Blog hopping today over at With a Little Moxie. This week’s prompt is to talk about a phrase that really gets under your skin. Be sure to check out the other entries in the hop – this is not limited to just bloggers who have a Down syndrome connection, it’s open to any disability-related bloggers. (A list of participating bloggers can be found at the bottom of this entry.) I hesitated to post this at all because I think people aren’t going to like it very much, but as someone pointed out, it’s my truth, and I want to share it.
I simply cannot stand the phrase “it could be worse.” It’s like nails on a chalkboard to me.
This is a phrase that I hear a lot in the Down syndrome community. “Well, at first I was sad my kid has Down syndrome but then I realized it could be worse.”
This does nothing to stop a grieving process. For me, it actually made my grieving process worse. I was being told I shouldn’t even be grieving because “it could be worse,” so I was just adding heaping piles of guilt to my grieving. There is nothing wrong with grieving over a Down syndrome diagnosis. Nothing at all. I think my (lengthy) grief process is what put me in such a good place today.
It also strips people of their personal experience. How do we know that a parent isn’t at “the worst”? We don’t know what it took to get that parent to the point where they are upset enough to talk to us about it.

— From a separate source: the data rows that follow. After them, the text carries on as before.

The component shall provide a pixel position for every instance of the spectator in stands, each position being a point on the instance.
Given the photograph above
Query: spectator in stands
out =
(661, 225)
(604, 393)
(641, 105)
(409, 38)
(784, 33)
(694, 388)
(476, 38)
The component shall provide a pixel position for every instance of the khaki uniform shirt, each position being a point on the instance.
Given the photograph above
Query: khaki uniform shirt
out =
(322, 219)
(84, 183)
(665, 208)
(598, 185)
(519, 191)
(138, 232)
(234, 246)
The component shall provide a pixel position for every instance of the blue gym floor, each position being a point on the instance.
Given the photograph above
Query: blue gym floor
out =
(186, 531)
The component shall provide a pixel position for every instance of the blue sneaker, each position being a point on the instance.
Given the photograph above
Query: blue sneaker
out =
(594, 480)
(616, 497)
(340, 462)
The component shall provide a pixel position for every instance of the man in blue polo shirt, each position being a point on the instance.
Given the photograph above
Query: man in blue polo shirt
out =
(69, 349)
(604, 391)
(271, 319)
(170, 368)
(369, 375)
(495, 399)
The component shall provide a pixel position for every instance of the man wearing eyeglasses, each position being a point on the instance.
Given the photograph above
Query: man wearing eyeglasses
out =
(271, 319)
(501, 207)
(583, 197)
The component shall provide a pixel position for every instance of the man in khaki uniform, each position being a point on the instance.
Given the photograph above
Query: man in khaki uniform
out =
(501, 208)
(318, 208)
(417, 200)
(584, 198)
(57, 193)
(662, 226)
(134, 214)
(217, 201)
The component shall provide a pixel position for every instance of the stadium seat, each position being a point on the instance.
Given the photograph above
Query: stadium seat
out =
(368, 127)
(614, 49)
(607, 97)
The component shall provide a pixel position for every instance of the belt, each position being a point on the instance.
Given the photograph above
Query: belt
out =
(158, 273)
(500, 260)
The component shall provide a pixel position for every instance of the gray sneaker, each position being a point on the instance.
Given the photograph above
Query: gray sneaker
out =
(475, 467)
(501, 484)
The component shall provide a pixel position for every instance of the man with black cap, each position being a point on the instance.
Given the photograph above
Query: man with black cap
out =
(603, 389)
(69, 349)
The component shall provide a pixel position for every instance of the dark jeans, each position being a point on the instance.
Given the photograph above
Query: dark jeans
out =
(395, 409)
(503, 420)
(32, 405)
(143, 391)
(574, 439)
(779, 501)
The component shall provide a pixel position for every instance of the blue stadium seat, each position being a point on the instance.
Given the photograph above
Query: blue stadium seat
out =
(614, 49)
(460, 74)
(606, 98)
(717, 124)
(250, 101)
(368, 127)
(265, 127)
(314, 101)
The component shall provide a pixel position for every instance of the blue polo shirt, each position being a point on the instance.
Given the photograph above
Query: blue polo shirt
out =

Perhaps when someone reaches out in a time of grief, sadness, despair they are already at their worst, even if it doesn’t seem catastrophic. It’s not our job to make that judgment call; it’s our job to listen.
I often wonder about the family who has it “worse.” How it might feel to look at your child and know, deep in your momma heart, that people are using your child and your family to make themselves feel better. How it might feel to suffer the loss of a child and know – on top of all that pain and sorrow – that people are thinking of you when they tell someone “it could be worse.”
And then I realized that there are people out there using my child as their “worse” scenario. “Wow, I thought it was scary my son was in that accident…but it could be worse. He could have a cognitive disability!” or “They found a heart defect on the ultrasound that scared me, but it could be worse – my kid could have had Down syndrome, too!”
Feels awful, right?
This kind of thinking – in my opinion – can be damaging. It also sets up a disability hierarchy that is completely pointless and perpetuates society’s negative perception of disability. (this article explains that concept so much better than I can)
What would I like to hear instead? Simply this: “I hear your pain and sadness. I am here to listen and support you.”
I know I’m shooting the moon here in asking people to consider their use of this phrase. Thanks for listening to me vent, and I hope this provides some food for thought.